Jimmy Kuehnle Lights Up Cleveland

Photo by Rob Muller 
If you've seen a floating ball of light on your commute home lately, your mind is not playing tricks on you.

It's local artist Jimmy Kuehnle and his latest creation: approximately 3,000 Christmas lights woven around a steel rod attached to a tricycle. If you have yet to witness the kooky contraption — rest assured — Kuehnle will light up the Brite Winter Festival in Ohio City from 5-8 p.m. this Saturday.

Kuehnle, an assistant professor at the Cleveland Institute of Art, designs colorful inflatable suits and impossible bicycles — wearable art that tests our perceptions of space and mobility — and is currently an artist-in-residence for the Spaces World Artists Program, which provides space and support for artists to create new work. We caught up with Kuehnle to chat about how his Twinkling Tricycle Tour of Enchantment is making Cleveland brighter this winter.

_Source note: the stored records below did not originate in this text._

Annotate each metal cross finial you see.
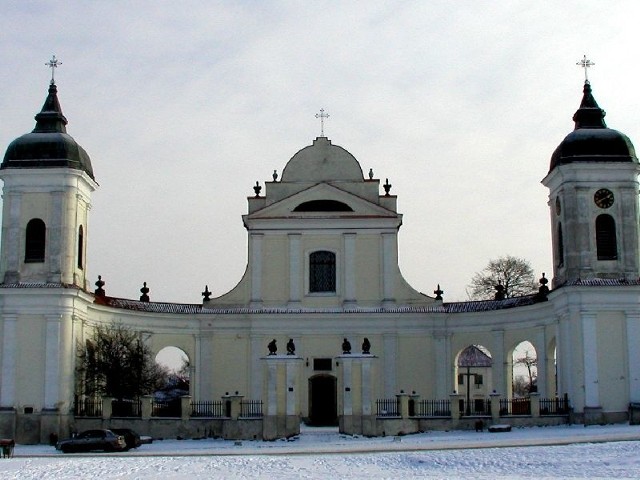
[45,55,62,85]
[316,108,329,137]
[576,55,595,83]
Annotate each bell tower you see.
[542,79,640,287]
[0,72,98,288]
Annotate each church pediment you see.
[248,183,398,219]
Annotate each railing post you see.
[489,390,500,424]
[102,397,113,420]
[529,392,540,418]
[396,390,409,418]
[180,395,191,421]
[140,395,153,420]
[222,392,244,420]
[449,392,462,427]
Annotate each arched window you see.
[596,214,618,260]
[309,251,336,293]
[24,218,47,263]
[558,223,564,267]
[78,225,84,270]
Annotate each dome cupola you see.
[549,81,638,172]
[0,82,95,180]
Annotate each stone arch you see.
[507,339,538,397]
[154,345,194,399]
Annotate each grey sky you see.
[0,0,640,303]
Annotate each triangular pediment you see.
[249,183,398,219]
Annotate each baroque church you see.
[0,65,640,443]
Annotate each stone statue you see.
[342,338,351,355]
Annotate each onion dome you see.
[0,83,95,180]
[281,137,364,182]
[549,81,638,171]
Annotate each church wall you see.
[262,234,290,305]
[396,334,435,399]
[210,332,250,400]
[15,315,46,413]
[355,233,382,306]
[597,312,629,412]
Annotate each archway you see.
[511,340,538,397]
[154,346,191,417]
[309,375,338,426]
[455,345,493,415]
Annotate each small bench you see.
[488,424,511,432]
[0,438,16,458]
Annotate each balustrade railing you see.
[459,398,491,417]
[540,397,569,415]
[500,397,531,416]
[73,397,102,417]
[376,398,400,417]
[191,400,225,418]
[111,398,142,417]
[240,400,262,418]
[416,400,451,417]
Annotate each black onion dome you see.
[549,82,638,171]
[0,83,95,180]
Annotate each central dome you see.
[281,137,364,182]
[549,83,638,172]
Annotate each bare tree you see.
[467,255,538,300]
[77,324,168,399]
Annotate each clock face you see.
[593,188,613,208]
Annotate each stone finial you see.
[94,275,106,297]
[140,282,149,302]
[362,337,371,355]
[433,284,444,300]
[287,338,296,355]
[382,178,391,197]
[202,285,211,302]
[538,272,549,299]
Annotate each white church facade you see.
[0,73,640,442]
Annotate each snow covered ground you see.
[0,425,640,480]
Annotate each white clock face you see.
[593,188,614,208]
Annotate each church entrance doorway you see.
[309,375,338,426]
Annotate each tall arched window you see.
[558,223,564,267]
[309,251,336,293]
[24,218,47,263]
[596,214,618,260]
[78,225,84,270]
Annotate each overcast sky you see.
[0,0,640,303]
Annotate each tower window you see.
[309,251,336,293]
[596,214,618,260]
[78,225,84,270]
[24,218,47,263]
[558,223,564,267]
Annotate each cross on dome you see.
[316,108,329,137]
[45,55,62,85]
[576,55,595,83]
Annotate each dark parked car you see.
[56,430,127,453]
[111,428,142,450]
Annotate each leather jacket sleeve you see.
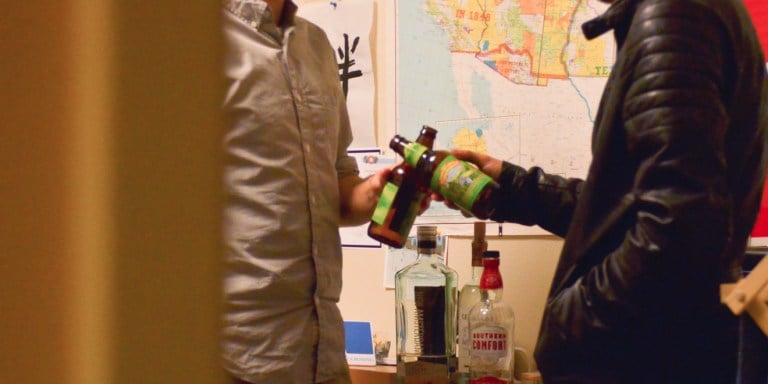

How does your light machine work?
It’s a workman’s industrial tricycle I bought from Craigslist from an old Ford factory in Indianapolis. [The Christmas lights] are powered by a 12-volt battery with a DC/AC power inverter because they’re just regular household Christmas lights. A quarter-inch steel rod armature supports the lights and forms a cloudlike shape so that the lights seem like they’re floating in the air.

Where did you get your inspiration for this project?
I’ve made many art bicycles and wanted to make one in Cleveland. It’s up north and cold in the winter, and I thought, What better way to be out and about and making people smile than a light-encrusted tricycle?

How have people reacted to you and your light machine?
People will stop in their cars along the street to snap photos. I've had people stop on their way home from work, circle back, come over and say 'Hi.' Complete strangers track me down to email me photos and videos [of me] from the Health Line. It's a great, all-around good experience.

What meaning would you attribute to your art?
It’s a reaffirmation of human ingenuity and the human condition. We're all basically meaningless in this big, fast universe of nothingness. If we take the time to realize we all have hopes, dreams and desires, and we're alive, maybe we could enjoy a bit of it.